Making the switch to digital television generated a significant amount of analogue equipment waste. Phil Smith, business development director at Hampshire-based ICEE, explains how the project ensured only 1% went to landfill
Seven years ago major UK broadcast infrastructure operator Arqiva, embarked on its nationwide ‘Digital Switchover’ programme to switch from analogue to digital television. Over the course of the project redundant analogue transmission equipment had to be disposed of. From day one the overall objective was that of sustainability - to ensure as little waste as possible was sent to landfill.
ICEE was chosen to carry out the managed services of decommissioning and managing the waste management chain through competitive tender and its understanding of the customer requirements and knowledge of working in live environments.
When put into perspective, the amount of time taken to carry out the work shows the enormity of the project: roughly 36,000 man days.
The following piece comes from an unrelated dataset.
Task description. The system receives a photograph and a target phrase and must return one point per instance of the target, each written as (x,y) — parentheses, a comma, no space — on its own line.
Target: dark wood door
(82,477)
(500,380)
So how was this done, particularly when sites are located from the most southerly islands - Jersey - to the most northerly - Bressay andFetlar - with all the British isles in between?
The solution was to deploy a trained workforce of up to seven teams running concurrently to decommission the sites. Each team had a variety of skill sets to enable them to overcome any challenges and site travelling was kept to a minimum by ensuring teams travelled in as few vehicles as possible.
Some Arqiva sites are located in Sites of Special Scientific Interest and others have protected plants and animals inhabiting the sites. So when at sites, personnel needed to be aware of the potential risks and legal implications of not disturbing these.
A whole host of personnel in the background also ensured that the project ran smoothly, including a project manager and project engineers - based on-site and in the office, as well as the office-based business support functions.
The recycling itself was carried out by an external partner company, managed by ICEE, who collected the recyclable materials and valuable metals in containers. This was a major logistic feat due to the remote locations and where applicable, any right of access in place that had to be adhered to.
In any cable-related industry theft is a major problem that not only affects the services being provided but adds additional cost, so security was also a major concern due to the high scrap value of some of the materials being transported. The containers were weighed and a security seal applied when leaving sites to ensure there was no tampering during transit.
The total amount of waste handled was 2,500 tonnes, which is the equivalent of 62,500 40kg TV sets - and only 1% of this was sent to landfill. Waste encountered ranged from hazardous material, including asbestos and beryllium copper for which experienced handlers were contracted, to valuable metals such as copper, aluminium and steel and of course copper cabling.
Through collaboration of various stages of the supply chain, with various companies involved, the project has been a major feat of communication and realisation of high level objectives, which include corporate social responsibility and sustainability. ICEE has played a major part in the future of Digital Britain, taking away the past to make way for the future.